V
“Gypo!”
Gypo had taken three steps down the street when his name came to him through the darkness, uttered in that long-drawn-out whisper which is the customary intonation among revolutionaries. He contracted his back suddenly like an ass that has been struck with violence. Then he halted. He did not turn about or reply. He waited. He listened with a beating heart to the slow footsteps that came up to him from behind. One, two, three, four … they stopped. Gypo looked to his left. Bartly Mulholland was standing there.
The two of them stood in front of a window through which lamplight was streaming, across Gypo’s chest on to Mulholland’s face. Mulholland’s yellow face looked almost black in the lamplight. It was furrowed vertically from the temples to the jaws, with deep black furrows.
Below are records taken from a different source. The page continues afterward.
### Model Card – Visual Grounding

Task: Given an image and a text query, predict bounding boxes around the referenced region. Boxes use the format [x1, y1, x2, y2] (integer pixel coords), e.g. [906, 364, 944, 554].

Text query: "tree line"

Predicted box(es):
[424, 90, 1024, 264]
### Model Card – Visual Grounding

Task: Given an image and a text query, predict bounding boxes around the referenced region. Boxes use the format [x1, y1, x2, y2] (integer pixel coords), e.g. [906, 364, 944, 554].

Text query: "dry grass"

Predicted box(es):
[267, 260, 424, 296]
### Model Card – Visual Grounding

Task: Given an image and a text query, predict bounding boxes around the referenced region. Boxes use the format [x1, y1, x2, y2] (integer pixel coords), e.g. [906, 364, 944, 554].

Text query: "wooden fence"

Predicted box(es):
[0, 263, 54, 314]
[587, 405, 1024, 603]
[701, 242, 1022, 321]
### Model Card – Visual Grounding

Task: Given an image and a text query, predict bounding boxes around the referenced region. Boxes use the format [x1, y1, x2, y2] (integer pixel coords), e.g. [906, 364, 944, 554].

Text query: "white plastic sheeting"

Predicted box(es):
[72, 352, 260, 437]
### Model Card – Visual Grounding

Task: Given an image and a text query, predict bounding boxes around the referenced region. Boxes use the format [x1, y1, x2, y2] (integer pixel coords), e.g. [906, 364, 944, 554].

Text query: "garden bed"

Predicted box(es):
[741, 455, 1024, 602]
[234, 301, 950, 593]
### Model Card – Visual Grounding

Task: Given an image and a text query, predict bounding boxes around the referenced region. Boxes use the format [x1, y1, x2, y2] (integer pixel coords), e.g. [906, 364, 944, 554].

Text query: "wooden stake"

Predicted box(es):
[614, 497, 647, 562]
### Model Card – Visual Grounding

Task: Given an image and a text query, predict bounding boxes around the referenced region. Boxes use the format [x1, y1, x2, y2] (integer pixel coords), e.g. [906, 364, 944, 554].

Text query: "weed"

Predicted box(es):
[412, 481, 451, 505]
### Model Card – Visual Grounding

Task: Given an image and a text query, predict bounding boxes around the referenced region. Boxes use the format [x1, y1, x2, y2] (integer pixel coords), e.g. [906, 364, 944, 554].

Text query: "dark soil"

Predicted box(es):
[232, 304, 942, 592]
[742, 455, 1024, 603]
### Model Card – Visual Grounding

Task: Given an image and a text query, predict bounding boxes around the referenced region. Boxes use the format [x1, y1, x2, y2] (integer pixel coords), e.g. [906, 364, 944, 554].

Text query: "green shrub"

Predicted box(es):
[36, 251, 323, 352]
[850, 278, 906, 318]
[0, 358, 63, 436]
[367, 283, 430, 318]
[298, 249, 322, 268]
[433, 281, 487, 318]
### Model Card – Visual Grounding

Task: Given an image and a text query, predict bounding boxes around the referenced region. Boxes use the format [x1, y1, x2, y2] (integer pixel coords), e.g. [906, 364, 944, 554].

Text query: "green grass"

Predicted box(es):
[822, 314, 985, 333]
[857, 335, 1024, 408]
The mouth was large and open, fixed in a perpetual grin that had absolutely no merriment in it, that fixed grin of sardonic contempt that is nearly always seen on the faces of men who make a business of concealing their thoughts. The nose was long and narrow. The ears were large. The forehead was furrowed horizontally. The skin on the forehead was very white in contrast to the dark skin on the cheeks. The furrows on the forehead were very shallow and narrow, like thin lines drawn with a sharp pencil. In fact, the whole appearance of the face was that of an artificial face, such as that produced in the dressing-room of an actor by means of paints, etc. This suggestion was strengthened by the appearance of the hair that straggled in loose wisps from beneath the shovel-shaped peak of the grey tweed cap. The hair appeared to be a dirty brown wig, much the worse for wear. But neither the hair nor any portion of the face was artificial. Everything had come from the hand of Nature, which seemed, by some peculiar whimsey, to have cast this individual for the role of a conspirator. The face was the face of a clown to hide the conspirator’s eyes, except from a very close scrutiny. The eyes were the colour of sea water that is dirty with grey sand. These eyes are sometimes described as watery blue, but it is a totally wrong description. There was an indescribable coldness and depth in them which it is beyond the power of any colour to describe. They stared without a movement of the pupils or of the lashes at Gypo’s face, expressing no emotion whatever. They were not doors of the soul like ordinary eyes, but spy holes. They stared glassily like a cat’s eyes.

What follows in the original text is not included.